Beverly felt short of breath as she realized the obvious. She walked, then ran, toward the house and burst through the door. She tried not to think the worst but couldn’t help herself; she needed to figure out what to do. Did the bus break down, or did Tommie miss the bus? Was he still at the school? She’d have to walk or hopefully catch a ride. She suddenly wished there was a neighbor nearby, a sweet old lady who brought over a pie to welcome them when they first arrived, but no one had come…

If the bus had broken down, she had to know. If Tommie was still at the school, she had to go get him. She tripped on a pile of detritus from the cupboards and went sprawling, her knee coming down hard on the linoleum floor, but she barely felt it as she scrambled upright again. She thought about the disguise she needed to wear, even though putting it on would take time she didn’t have.

She limped up the steps to her room and froze in the doorway. Her room was trashed, clothes strewn all over the floor, closet doors open, even the bed linens on the floor. She blinked, trying to make sense of it.

Had she done this? Yesterday? When she was searching the house? She could remember cleaning out under the sink and the pantry and the closet and the back porch, but by the time she went upstairs, she’d been in such a frenzy that her memories were fuzzy. She’d cleared out the linen closet, but had she done this, as well? She supposed it was possible, but she didn’t recall, and if she hadn’t…

Her throat constricted as she remembered the man with the truck.

Had he come into the house while she was digging at the creek?

She reached for the doorjamb to hold herself steady. She didn’t want to believe it, didn’t want to think it had taken her that long to dig, didn’t want to imagine that someone had torn through the house in her absence and done this, didn’t want to consider what might have happened had she been inside when the man burst through the door…

No, she thought, fear sharpening her focus. She couldn’t go there, couldn’t allow herself to go down the rabbit hole. Right now, Tommie was the only thing that mattered.

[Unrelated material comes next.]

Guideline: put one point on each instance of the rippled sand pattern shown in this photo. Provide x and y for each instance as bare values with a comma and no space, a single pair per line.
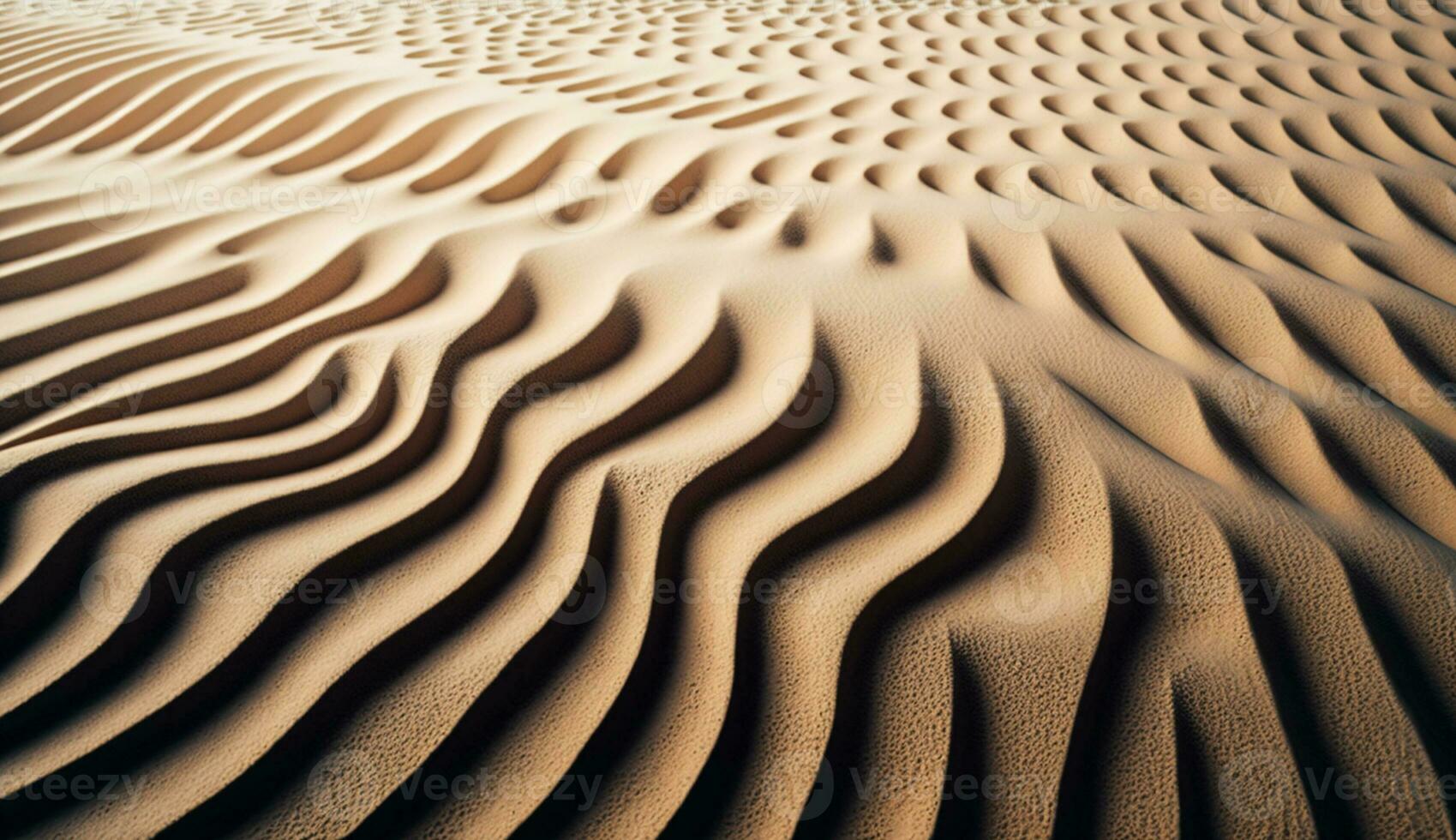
705,418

Steeling herself, she moved into her bedroom, taking in the destruction. Her wig was just where she’d left it in the bathroom, along with her baseball hat. In the mirror, she noticed the blood on her shirt and she slipped out of it, exchanging it for the one that hung over the shower-curtain rod. When she looked more closely at her reflection, she barely recognized the gaunt, haunted woman staring back at her. But there was no time for makeup. The pain in her hand and finger made pinning up her hair almost impossible, and she winced as she did it anyway. After donning the wig, she put on the hat and looked for her shoes near the bed, which was where she usually left them, but she couldn’t see them anywhere. With so many clothes on the floor she had to kick through the piles, without any luck. She looked under the bed, but they weren’t there, either, and she suddenly remembered she’d slept on the couch. She must have taken them off downstairs.